Two years into his international career, Jones suffered a dreadful knee injury that diminished his extraordinary athleticism and explosiveness. He later reinvented himself as a blindside flanker – an extremely good one too, but not significantly better than the likes of Kel Tremain and Alan Whetton before him, and Jerry Collins and Jerome Kaino since. Longevity doesn’t determine the pecking order, but scale of achievement obviously comes into it. The mountain of runs Sachin Tendulkar has amassed in 190 tests and 463 one-day internationals doesn’t make him a better batsman than Don Bradman: in his 52 tests the Don racked up a set of numbers that puts him in a league of his own. Conversely, many who played with or against Barry Richards in English county cricket regarded him as the finest batsman of his era. But because his career coincided with South Africa’s sporting isolation, Richards played just four tests: in terms of achievement at the highest level he was a skyrocket – brilliant, but short-lived – compared with big guns like Greg Chappell and Vivian Richards.
Meads played 133 times for the All Blacks over 15 years and, like McCaw, was widely regarded as the most influential player in the game. It was a different game then – slower, less skilful, much dirtier – and few were as adept in the dark arts, and accordingly feared, as the King Country farmer. There was a fine line between being uncompromising and being brutal. Some of Meads’s contemporaries felt that, for a player of his stature, he was on the wrong side of it too often. I have heard a long-serving provincial captain, regarded as one of the best players never to have been an All Black, express unbridled disgust over the growth of the Meads legend. McCaw has been labelled a cheat throughout his career. Much of this loose talk is a backhanded compliment, as opponents and their media mouthpieces seek to limit his impact by pressuring officials into over-refereeing him. Some of it reflects a lack of recognition that the complexity (and contradictions) of the tackled ball laws mean legality is what the referee on the day lets you get away with. Few loose forwards get on the referee’s wavelength as quickly as McCaw.

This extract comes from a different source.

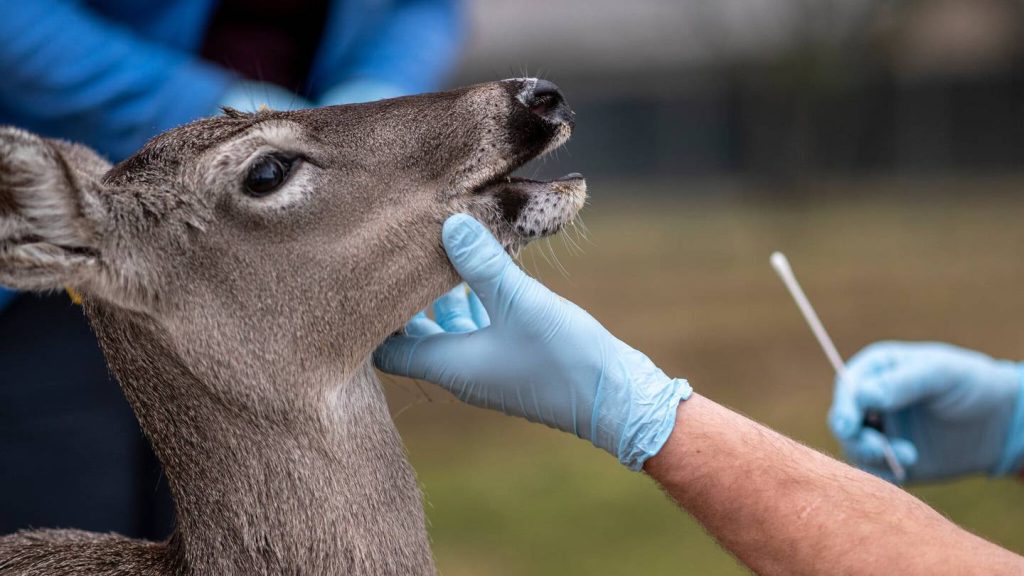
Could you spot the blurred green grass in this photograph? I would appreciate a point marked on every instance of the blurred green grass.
(686, 280)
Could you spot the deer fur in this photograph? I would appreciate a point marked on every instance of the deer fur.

Leadership and relentlessness are what really set McCaw apart: he sets the tone, leads from the front and never stops doing things that make a difference. Statistical analysis by former South African assistant coach Gary Gold reveals that McCaw makes 70 contributions a game (bear in mind the ball is in play for only 35 to 40 minutes), 92% of which are positive. Seeing is believing. Focus on McCaw for a few minutes during a game: you will be amazed at the amount of ground he covers, the amount of work he does and the accuracy and intensity with which he does it. You will also be slightly appalled by the amount of physical punishment he absorbs.